THE CHINESE AND Taiwanese navies were keeping their respective distances, as though an invisible line were drawn north-south down the Formosa Strait. The latter kept pacing the former, interposing itself between its island home, but informal rules were established and so far none was being violated.

This was good for the CO of USS Pasadena, whose sonar and tracking parties were trying to keep tabs on both sides, all the while hoping that a shooting war wouldn’t start with them in the middle. Getting killed by mistake seemed such a tawdry end.

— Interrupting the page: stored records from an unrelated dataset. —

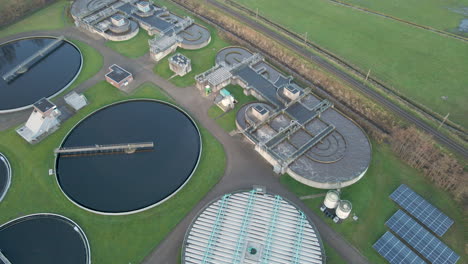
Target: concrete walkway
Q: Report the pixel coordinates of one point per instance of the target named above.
(312, 196)
(244, 168)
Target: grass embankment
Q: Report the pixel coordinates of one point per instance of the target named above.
(227, 120)
(420, 65)
(49, 18)
(373, 206)
(202, 59)
(332, 257)
(132, 48)
(134, 236)
(444, 15)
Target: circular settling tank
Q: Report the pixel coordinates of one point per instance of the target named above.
(44, 239)
(44, 76)
(5, 176)
(130, 182)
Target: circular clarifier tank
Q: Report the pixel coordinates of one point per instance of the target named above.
(44, 239)
(5, 176)
(129, 181)
(36, 67)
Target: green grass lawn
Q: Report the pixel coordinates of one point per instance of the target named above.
(228, 120)
(373, 206)
(421, 65)
(444, 15)
(49, 18)
(332, 257)
(132, 48)
(113, 239)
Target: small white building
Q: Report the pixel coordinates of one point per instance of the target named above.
(180, 64)
(43, 120)
(76, 101)
(225, 100)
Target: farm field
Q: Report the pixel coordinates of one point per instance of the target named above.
(444, 15)
(49, 18)
(372, 205)
(421, 65)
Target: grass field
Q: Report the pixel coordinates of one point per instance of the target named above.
(373, 207)
(332, 256)
(228, 120)
(421, 65)
(113, 239)
(132, 48)
(49, 18)
(444, 15)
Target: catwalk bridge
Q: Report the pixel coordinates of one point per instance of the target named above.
(38, 55)
(128, 148)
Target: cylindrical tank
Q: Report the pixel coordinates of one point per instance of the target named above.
(344, 209)
(331, 199)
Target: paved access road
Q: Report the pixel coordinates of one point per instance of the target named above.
(244, 168)
(439, 136)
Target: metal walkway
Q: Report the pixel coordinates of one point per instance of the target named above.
(98, 149)
(3, 258)
(23, 67)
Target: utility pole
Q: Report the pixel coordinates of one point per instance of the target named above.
(443, 121)
(367, 76)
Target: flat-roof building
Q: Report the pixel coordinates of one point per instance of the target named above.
(43, 120)
(180, 64)
(75, 100)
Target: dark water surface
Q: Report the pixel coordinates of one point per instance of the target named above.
(3, 176)
(118, 183)
(45, 78)
(42, 240)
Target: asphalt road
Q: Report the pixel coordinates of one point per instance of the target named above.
(244, 167)
(440, 137)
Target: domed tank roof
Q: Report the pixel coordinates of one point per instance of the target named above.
(331, 199)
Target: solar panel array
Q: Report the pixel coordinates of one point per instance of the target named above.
(422, 210)
(428, 245)
(395, 252)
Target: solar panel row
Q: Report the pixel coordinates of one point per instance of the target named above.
(428, 245)
(394, 251)
(422, 210)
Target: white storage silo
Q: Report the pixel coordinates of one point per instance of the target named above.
(344, 209)
(331, 199)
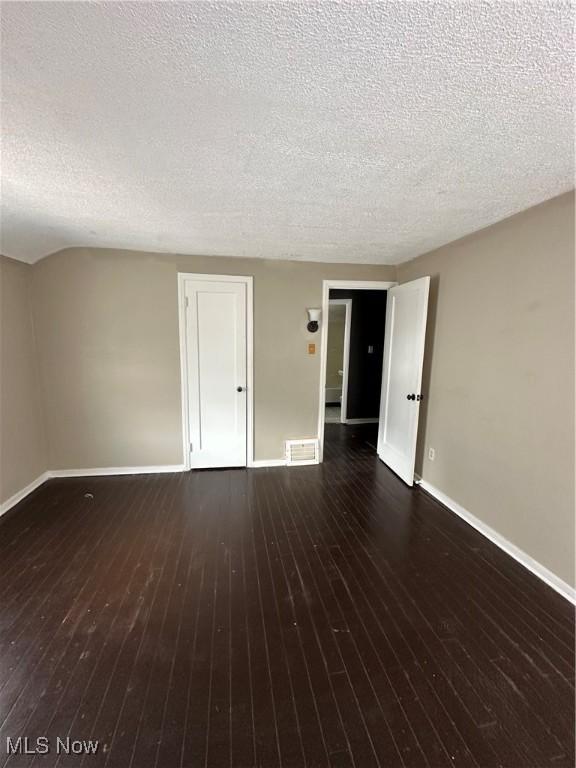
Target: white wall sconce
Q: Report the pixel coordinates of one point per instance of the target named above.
(313, 319)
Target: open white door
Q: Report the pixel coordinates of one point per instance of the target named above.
(406, 312)
(216, 369)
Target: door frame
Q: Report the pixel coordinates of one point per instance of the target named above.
(345, 354)
(183, 277)
(327, 286)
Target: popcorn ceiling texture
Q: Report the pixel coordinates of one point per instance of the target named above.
(329, 131)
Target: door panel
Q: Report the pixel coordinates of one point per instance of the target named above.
(216, 359)
(406, 312)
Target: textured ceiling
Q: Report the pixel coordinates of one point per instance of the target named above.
(332, 131)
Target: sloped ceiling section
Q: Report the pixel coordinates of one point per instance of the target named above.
(330, 131)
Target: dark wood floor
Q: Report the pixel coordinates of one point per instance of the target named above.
(313, 616)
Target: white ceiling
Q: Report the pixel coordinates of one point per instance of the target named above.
(329, 131)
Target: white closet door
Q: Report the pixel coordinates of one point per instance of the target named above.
(406, 311)
(216, 360)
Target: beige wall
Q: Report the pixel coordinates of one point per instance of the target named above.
(22, 443)
(499, 376)
(109, 350)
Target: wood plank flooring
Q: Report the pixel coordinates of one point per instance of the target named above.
(311, 616)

“Torpedo in the water, bearing two-seven-four!” was the next call from the sonar compartment. Heads turned and ears perked up at once.

“Stay cool,” the captain ordered quietly. “Sonar, Conn, I need more than that!” That statement was not quiet.

“Same bearing as contact Sierra Four-Two, a Luda II-class ‘can, sir, probably launched from there.”

“Four-Two is bearing two-seven-four, range thirty thousand yards,” a petty officer in the tracking party interjected at once.

“Sounds like one of their new homers, sir, six blades, turning at high speed, bearing is changing north to south, definite side aspect on the fish.”

“Very well,” the captain said, allowing himself to stay as calm as he pretended to be.

“Could be targeted on Sierra-Fifteen, sir.” That contact was an old Ming-class submarine, a Chinese copy of the old Russian Romeo-class, a clunker whose design dated from the 1950s which had snorted less than an hour before to recharge batteries. “He’s at two-six-one, range about the same.” That came from the officer in charge of the tracking party. The senior chief at his left nodded agreement.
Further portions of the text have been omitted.